It’s been really fun looking back from a year ago and seeing how much our life has changed. We were newly-weds and parents in the same year and it was difficult (and still is at times) to calibrate to each others’ thought processes, motivations and human identities. We both come from very different backgrounds and fusing our experiences together in our marriage hasn’t always been a walk in the park. But one thing that we can be sure of is how vibrant our lives have become since getting married and having a daughter right away.
I’ve mentioned before that I have this all or nothing attitude about things - I’m going for a 3 mile run, or I’m deciding that running is pointless and I’ll stay home and binge the office from the couch. I’m making something extra yummy for dinner or Tim can fend for himself and I’ll eat hummus and crackers. I struggle with the in-between-ness in life. But there’s one thing that has no in-between and cannot be put on a scale. Either you’re 100% on board or you’re 100% not. Marriage. You’ve never heard of someone who is “half” married, have you? It’s like saying someone is half-dead.

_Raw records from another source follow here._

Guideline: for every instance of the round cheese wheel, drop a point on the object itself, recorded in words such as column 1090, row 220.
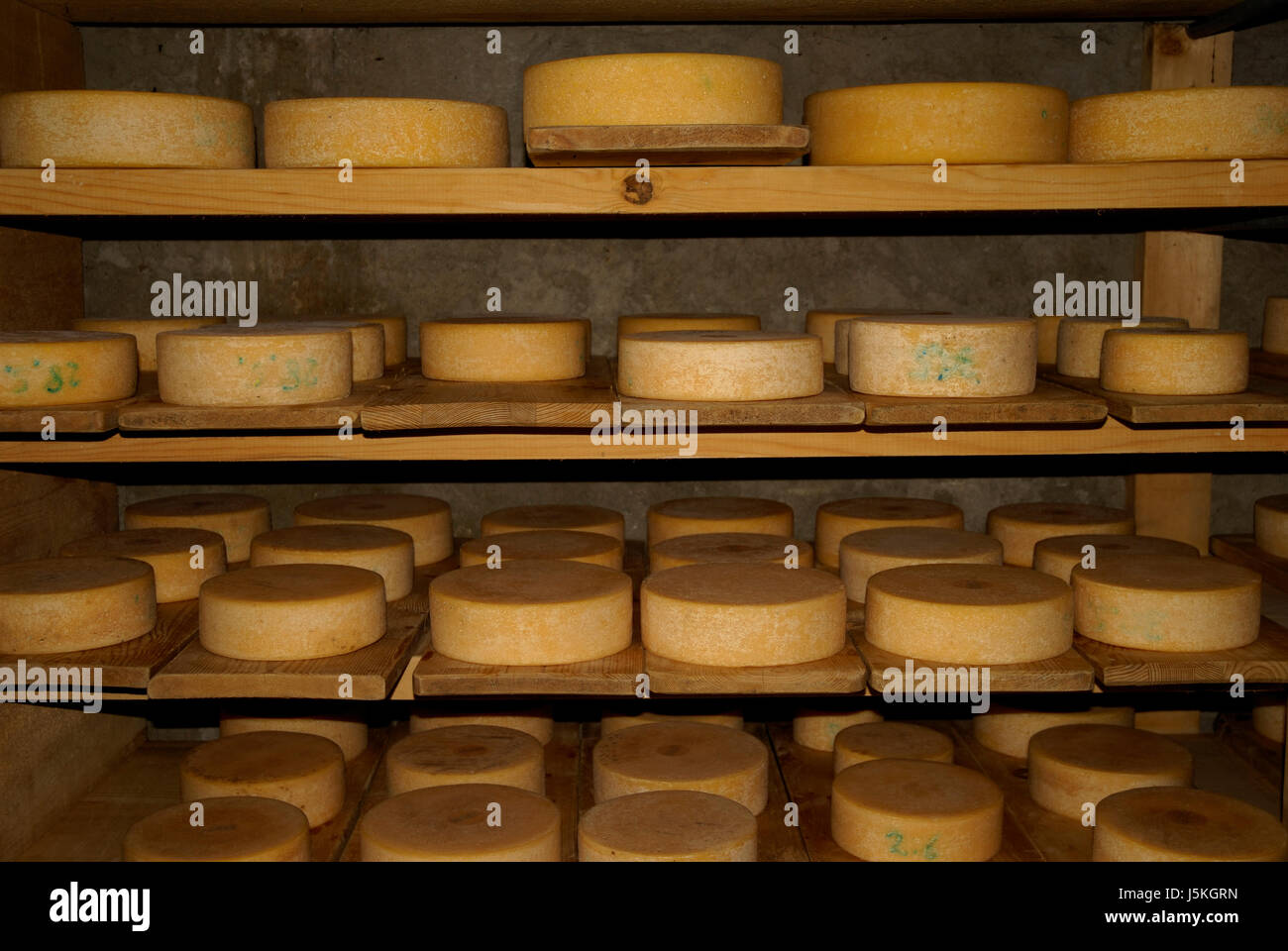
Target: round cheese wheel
column 1175, row 363
column 671, row 825
column 653, row 89
column 291, row 611
column 386, row 552
column 233, row 829
column 167, row 551
column 1020, row 526
column 1082, row 763
column 235, row 517
column 969, row 613
column 531, row 612
column 469, row 822
column 55, row 368
column 915, row 810
column 299, row 768
column 267, row 365
column 426, row 519
column 108, row 129
column 62, row 604
column 742, row 615
column 1167, row 603
column 943, row 356
column 683, row 755
column 719, row 365
column 468, row 753
column 1180, row 124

With marriage, there is no in-between. From the moment you face your husband or wife at the altar and speak your vows, you give up any lukewarm half-in, half-out attitude. As couples we are commanded to choose all of each other every single day of our married life. There’s no fine print. Some people see marriage as a limiting and traditional institution that has a back door just in case “things don’t work out.” But the reality and beauty of marriage is that when you choose each other you are fulfilling an extension of Christ’s gift to your spouse. What a privilege it is to grow so intricately intimate with God’s creation that He gives you a person to walk along side you for the rest of your human life! I get that not every moment of marriage is cupcakes and rainbows (does the toilet paper roll go inward or outward?) and just the fact of knowing that the man or woman you’ve married chooses you no matter what the circumstances in life bring is pretty stinking awesome.
Tim and I went to a family friend’s wedding last weekend and the pastor spoke about how Eve was made from Adam’s rib. His rib symbolizes Eve being Adam’s partner to stand at his side as an equal, to be close to his heart, and to be protected under his arm. I thought this analogy painted a beautiful picture of marriage.
I pray that the world gives marriage the credit that God created it to have. I pray that couples and families see marriage as more than just being filled with a human and fallen love, but that it is seen as a liberation in Christ to always be all-in.